Even with nothing much against it, Awake did not buck this trend. For a poorly marketed film starring Darth Vader and Hot Piece of Ass With no Acting Talent (she had her name legally changed, I respect that.) along with Jessica Alba and Terrence Howard – and I kid Sigourney Weaver. Seriously, in an act off between Alba and Christensen, who breaks that wet paper bag first? Do they say to Alba “Okay, get mad, mad like someone doesn’t seat you right away at The Ivy. Mad like when you found out Jessica Simpson just started fucking Tony Romo.” I wonder. Actually, I just wondered. Does Terrence Howard just bite his tongue in scenes, think: “I’ll be in a good movie again soon, so just take the check. Take the check. This is in no way worse than Glitter, and I got to tear that shit up. Here I’m getting paid to not work all that hard. And at least I don’t have to be naked with a group of dudes like in Get Rich or Die Trying.”

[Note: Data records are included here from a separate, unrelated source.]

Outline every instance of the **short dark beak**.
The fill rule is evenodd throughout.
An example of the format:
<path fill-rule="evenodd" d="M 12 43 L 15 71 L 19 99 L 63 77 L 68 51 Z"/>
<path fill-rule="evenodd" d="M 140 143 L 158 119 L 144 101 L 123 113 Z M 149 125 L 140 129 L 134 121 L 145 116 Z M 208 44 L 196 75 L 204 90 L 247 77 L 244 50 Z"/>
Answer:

Otherwise, I went high on pretty much everything. I thought Enchanted had enough good word of mouth not to drop and give me fifty, but I was wrongish. Still, it dropped only 50%, which is something of a victory. This Christmas also took the fifty plunge, as did Beowulf, which will be quietly underperforming for the rest of the year. Sort of a sad end to Dreamworks’s excellent year-long run of the Paramount show. Bet they wished they attached an Indy trailer to it now, instead of Cloverfield. If Hitman was cheapish (not sheepish, which the rumors turned out to not be true about, that is, that it was edited to a PG-13) it should be nearing some form of profitability shortly, though as I intimated before, it’ll top out around 40. Guns probably still work internationally, so even the lack of a name player ( I believe in Russia the poster says “Starring the Bad guy from Die Hard 4.0”) shouldn’t be a problem.

Fred Claus got to Sixty? Well, maybe there is a Christmas spirit after all. Maybe it will play into the actual Christmas. I bet Warner Brothers will make it so and sacrifice any August Rushes along the way. No Country is still playing strongly, got to over Twenty, and should have good long shelf life if it keeps picking up acclaim and – eventually – awards.

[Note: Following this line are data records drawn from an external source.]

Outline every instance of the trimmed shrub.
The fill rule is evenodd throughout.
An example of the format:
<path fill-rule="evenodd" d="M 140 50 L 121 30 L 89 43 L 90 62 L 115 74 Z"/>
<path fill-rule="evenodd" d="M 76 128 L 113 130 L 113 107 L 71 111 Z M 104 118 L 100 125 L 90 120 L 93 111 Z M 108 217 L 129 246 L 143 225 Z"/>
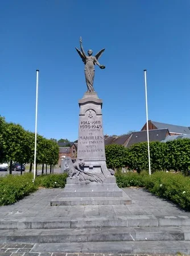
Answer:
<path fill-rule="evenodd" d="M 115 177 L 120 188 L 143 187 L 151 193 L 190 210 L 190 179 L 181 173 L 159 171 L 150 176 L 146 172 L 140 174 L 129 172 L 116 174 Z"/>
<path fill-rule="evenodd" d="M 9 175 L 1 177 L 0 205 L 13 204 L 37 189 L 37 185 L 32 182 L 32 174 Z"/>
<path fill-rule="evenodd" d="M 64 188 L 67 177 L 67 174 L 41 175 L 36 177 L 35 183 L 38 187 L 44 187 L 47 188 Z"/>
<path fill-rule="evenodd" d="M 141 172 L 140 174 L 129 172 L 125 174 L 116 173 L 116 182 L 119 188 L 127 187 L 143 187 L 144 177 L 148 176 L 147 172 Z"/>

The Mist is out of the top ten. Sadness. Gangster and Bee Movie are shuffling off after solid runs, perhaps the former will get some re-releasing if it gets nominations. It might.

Word around the campfire is that The Golden Compass only sold out half their sneaks, and the word of mouth is mixed to bad. I was going to get into this Friday (and probably still will), but you don’t sneak tentpoles. Or you normally don’t. That they did suggests both panic and confusion, and if they thought that it would help the word is it didn’t. I was talking about this with Jeremy last night, and the sad truth of it is the film may not crack $100 domestic. Or at least the sad truth for New Line. But we’ll know more in a couple of days.